醫院單人病房裡,酒精中毒剛救回來,又因為營養不良睡了很久的辜蘇緩緩醒轉,模糊視線中看到床邊坐了個人。
記得小時候生病,被送到醫院的時候,楚沉也是這樣守在床前。
她眼眶幹澀,迷迷糊糊用口型喊了句哥哥,卻聽到對方冷冰冰地嘲弄:
“說過多少遍,别亂認哥。”
辜蘇一下子清醒了。
她努力地睜開眼,看到穆盛洲一身黑衣站在她床邊,雙手插兜,居高臨下地看着她,心裡不由有些發怵。
“因為你,我的生意被攪黃了。很重要的一筆生意。”
穆盛洲面無表情,語氣平靜地告訴她。
辜蘇下意識瑟縮起身體,卻見他将手從衣兜裡拿出,握着根針筒,另一隻手一把攥住了她手臂。

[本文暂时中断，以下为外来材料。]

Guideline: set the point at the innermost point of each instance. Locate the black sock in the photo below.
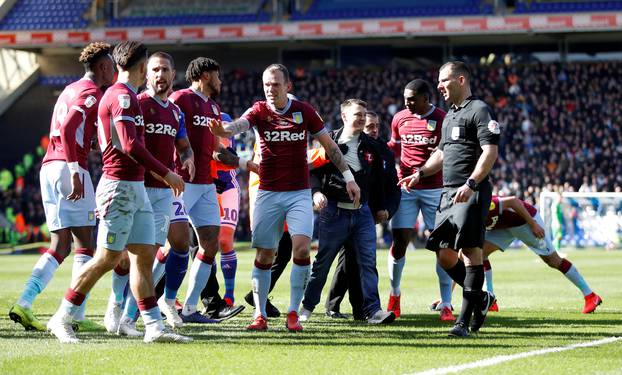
(471, 294)
(457, 273)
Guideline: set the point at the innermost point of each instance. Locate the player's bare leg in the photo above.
(42, 272)
(175, 256)
(395, 262)
(299, 278)
(200, 272)
(120, 281)
(228, 261)
(60, 323)
(260, 282)
(592, 300)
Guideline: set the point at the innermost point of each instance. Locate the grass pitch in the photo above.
(539, 309)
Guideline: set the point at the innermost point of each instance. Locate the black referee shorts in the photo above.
(461, 225)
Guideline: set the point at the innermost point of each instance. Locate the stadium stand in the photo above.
(553, 6)
(188, 12)
(46, 14)
(559, 121)
(349, 9)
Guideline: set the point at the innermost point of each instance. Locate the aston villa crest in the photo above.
(297, 116)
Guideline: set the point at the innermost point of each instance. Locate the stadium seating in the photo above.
(567, 6)
(559, 121)
(189, 12)
(46, 15)
(348, 9)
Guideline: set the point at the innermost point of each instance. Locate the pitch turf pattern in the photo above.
(539, 309)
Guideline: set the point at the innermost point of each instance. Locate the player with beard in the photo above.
(200, 202)
(66, 187)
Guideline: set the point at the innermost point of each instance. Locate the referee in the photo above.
(466, 153)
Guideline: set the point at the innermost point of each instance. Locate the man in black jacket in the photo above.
(346, 277)
(341, 221)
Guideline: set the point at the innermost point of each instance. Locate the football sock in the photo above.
(229, 266)
(395, 266)
(444, 283)
(120, 280)
(260, 281)
(471, 294)
(159, 264)
(572, 273)
(457, 273)
(42, 273)
(130, 311)
(488, 273)
(176, 267)
(199, 273)
(298, 279)
(81, 257)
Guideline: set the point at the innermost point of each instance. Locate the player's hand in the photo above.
(217, 127)
(382, 216)
(537, 230)
(173, 180)
(354, 192)
(77, 188)
(408, 182)
(252, 166)
(319, 200)
(463, 194)
(188, 165)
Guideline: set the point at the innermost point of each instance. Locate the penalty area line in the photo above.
(511, 357)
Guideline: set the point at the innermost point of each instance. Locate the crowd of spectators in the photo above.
(561, 122)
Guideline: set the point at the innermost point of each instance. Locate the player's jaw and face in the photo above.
(108, 71)
(353, 117)
(450, 85)
(372, 126)
(416, 104)
(160, 75)
(213, 83)
(275, 88)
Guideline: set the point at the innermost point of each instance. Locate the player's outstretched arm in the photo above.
(431, 166)
(517, 206)
(229, 129)
(223, 155)
(68, 129)
(336, 157)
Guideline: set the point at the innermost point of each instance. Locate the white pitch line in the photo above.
(506, 358)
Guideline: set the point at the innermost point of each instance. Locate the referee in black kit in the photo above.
(467, 153)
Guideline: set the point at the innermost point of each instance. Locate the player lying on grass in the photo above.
(509, 219)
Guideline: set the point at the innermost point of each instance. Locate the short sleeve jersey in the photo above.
(417, 137)
(283, 143)
(466, 129)
(498, 218)
(199, 111)
(120, 103)
(163, 126)
(82, 96)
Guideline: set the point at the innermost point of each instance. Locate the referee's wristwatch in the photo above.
(472, 184)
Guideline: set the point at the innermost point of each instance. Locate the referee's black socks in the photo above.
(471, 294)
(457, 273)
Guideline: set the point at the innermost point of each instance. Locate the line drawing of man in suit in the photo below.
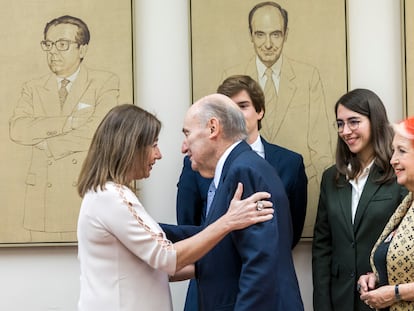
(56, 116)
(250, 269)
(296, 113)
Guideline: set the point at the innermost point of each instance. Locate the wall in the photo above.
(46, 278)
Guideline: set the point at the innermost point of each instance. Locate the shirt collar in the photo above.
(220, 163)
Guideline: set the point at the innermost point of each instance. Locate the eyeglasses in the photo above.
(61, 44)
(352, 124)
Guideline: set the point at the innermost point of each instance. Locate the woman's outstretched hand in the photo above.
(254, 209)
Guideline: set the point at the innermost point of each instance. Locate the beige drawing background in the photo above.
(408, 6)
(317, 36)
(22, 59)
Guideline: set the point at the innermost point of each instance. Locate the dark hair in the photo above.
(82, 36)
(124, 134)
(237, 83)
(367, 103)
(273, 4)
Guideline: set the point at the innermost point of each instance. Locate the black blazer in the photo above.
(341, 250)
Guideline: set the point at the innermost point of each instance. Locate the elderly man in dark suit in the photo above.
(250, 269)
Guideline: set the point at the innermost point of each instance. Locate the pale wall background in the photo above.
(46, 278)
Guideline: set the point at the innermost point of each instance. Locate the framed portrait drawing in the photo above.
(310, 72)
(65, 64)
(407, 14)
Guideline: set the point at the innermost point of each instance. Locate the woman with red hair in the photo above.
(391, 284)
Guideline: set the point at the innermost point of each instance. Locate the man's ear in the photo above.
(213, 125)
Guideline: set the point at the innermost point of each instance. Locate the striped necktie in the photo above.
(63, 92)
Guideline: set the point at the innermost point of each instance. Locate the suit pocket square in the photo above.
(83, 106)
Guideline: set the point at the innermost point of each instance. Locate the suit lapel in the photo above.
(78, 88)
(48, 93)
(345, 203)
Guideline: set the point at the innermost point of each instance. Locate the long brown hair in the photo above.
(367, 103)
(124, 134)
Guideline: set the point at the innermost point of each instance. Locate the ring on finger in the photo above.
(259, 206)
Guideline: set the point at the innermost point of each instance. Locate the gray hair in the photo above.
(227, 112)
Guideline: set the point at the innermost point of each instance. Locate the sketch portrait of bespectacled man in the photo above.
(301, 77)
(55, 116)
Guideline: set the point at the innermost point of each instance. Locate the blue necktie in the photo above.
(210, 196)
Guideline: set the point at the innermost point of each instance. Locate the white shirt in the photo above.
(258, 147)
(71, 79)
(357, 188)
(220, 163)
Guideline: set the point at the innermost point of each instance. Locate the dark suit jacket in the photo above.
(341, 250)
(192, 188)
(250, 269)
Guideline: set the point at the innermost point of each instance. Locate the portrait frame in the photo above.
(25, 63)
(220, 40)
(407, 14)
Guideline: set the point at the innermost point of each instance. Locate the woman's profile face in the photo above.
(402, 161)
(142, 167)
(355, 130)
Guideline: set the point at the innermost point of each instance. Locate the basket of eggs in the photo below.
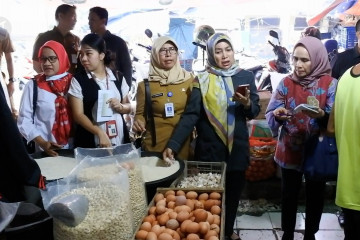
(183, 214)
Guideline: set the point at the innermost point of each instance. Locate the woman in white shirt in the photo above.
(50, 125)
(98, 99)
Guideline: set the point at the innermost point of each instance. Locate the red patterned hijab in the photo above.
(60, 52)
(59, 85)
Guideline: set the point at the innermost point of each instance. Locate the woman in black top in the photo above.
(219, 114)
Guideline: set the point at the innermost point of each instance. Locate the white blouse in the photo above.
(76, 91)
(44, 116)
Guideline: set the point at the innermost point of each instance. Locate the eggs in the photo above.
(182, 215)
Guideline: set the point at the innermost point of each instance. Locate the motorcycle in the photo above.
(278, 68)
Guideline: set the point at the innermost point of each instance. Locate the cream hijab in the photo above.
(175, 75)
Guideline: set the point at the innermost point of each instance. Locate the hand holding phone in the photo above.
(242, 89)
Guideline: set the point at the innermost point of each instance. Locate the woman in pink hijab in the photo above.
(49, 122)
(310, 83)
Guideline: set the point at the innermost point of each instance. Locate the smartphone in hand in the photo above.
(242, 89)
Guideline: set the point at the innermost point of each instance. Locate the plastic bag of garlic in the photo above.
(109, 214)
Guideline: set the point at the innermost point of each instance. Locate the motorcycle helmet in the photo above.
(202, 34)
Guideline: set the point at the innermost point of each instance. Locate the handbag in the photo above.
(321, 158)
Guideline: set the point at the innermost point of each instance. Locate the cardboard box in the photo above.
(264, 102)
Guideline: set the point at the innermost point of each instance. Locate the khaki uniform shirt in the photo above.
(164, 126)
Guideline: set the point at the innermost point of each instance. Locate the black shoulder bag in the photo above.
(149, 111)
(30, 147)
(118, 84)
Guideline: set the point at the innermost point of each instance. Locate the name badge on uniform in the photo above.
(169, 109)
(111, 128)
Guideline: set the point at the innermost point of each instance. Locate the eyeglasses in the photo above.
(51, 59)
(164, 51)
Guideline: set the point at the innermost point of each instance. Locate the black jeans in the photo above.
(351, 224)
(314, 190)
(234, 184)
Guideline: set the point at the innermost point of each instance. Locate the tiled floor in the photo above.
(268, 227)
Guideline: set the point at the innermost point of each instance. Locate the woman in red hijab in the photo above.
(49, 122)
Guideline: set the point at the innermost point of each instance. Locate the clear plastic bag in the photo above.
(124, 156)
(127, 150)
(109, 213)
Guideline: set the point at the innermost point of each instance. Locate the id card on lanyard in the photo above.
(111, 129)
(169, 106)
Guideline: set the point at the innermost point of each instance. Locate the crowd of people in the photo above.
(79, 98)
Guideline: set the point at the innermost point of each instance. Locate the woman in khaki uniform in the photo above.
(169, 90)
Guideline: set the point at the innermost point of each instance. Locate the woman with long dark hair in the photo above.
(94, 88)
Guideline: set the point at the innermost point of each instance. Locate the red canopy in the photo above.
(354, 10)
(317, 18)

她不知道針筒裡裝的是什麼,再加上對方前一句話擺明了要跟她算賬,立刻恐慌地開始掙紮。
宿醉後頭痛欲裂,可她已經顧不得許多。
穆盛洲皺眉,手上加了幾分力,整條小臂橫着壓住肩膀,将人牢牢摁在床頭:
“發什麼瘋?不許動!”
男人小臂結實有力,隻稍微使了點勁,她就動彈不得。
可即使這樣,她也沒放棄掙紮。
他目光順着辜蘇視線移到手中針筒上,輕推活塞,幾滴液體與空氣一起被擠出,接着睨着她問:
“害怕?知道這是什麼嗎?”
辜蘇兩眼大睜,緊張得嘴唇發抖,死死盯着他。
看着她害怕的可憐模樣,穆盛洲的心髒不輕不重地癢了一下,随即嗤笑:
“放心,死不了。”
他無所謂的樣子和手上越來越近的針管,讓辜蘇幾乎拼死反抗。
她一點也不想知道那針筒裡裝的是什麼,不管是什麼,病毒,藥物,還是别的什麼東西,總之,不能讓它進入她的身體!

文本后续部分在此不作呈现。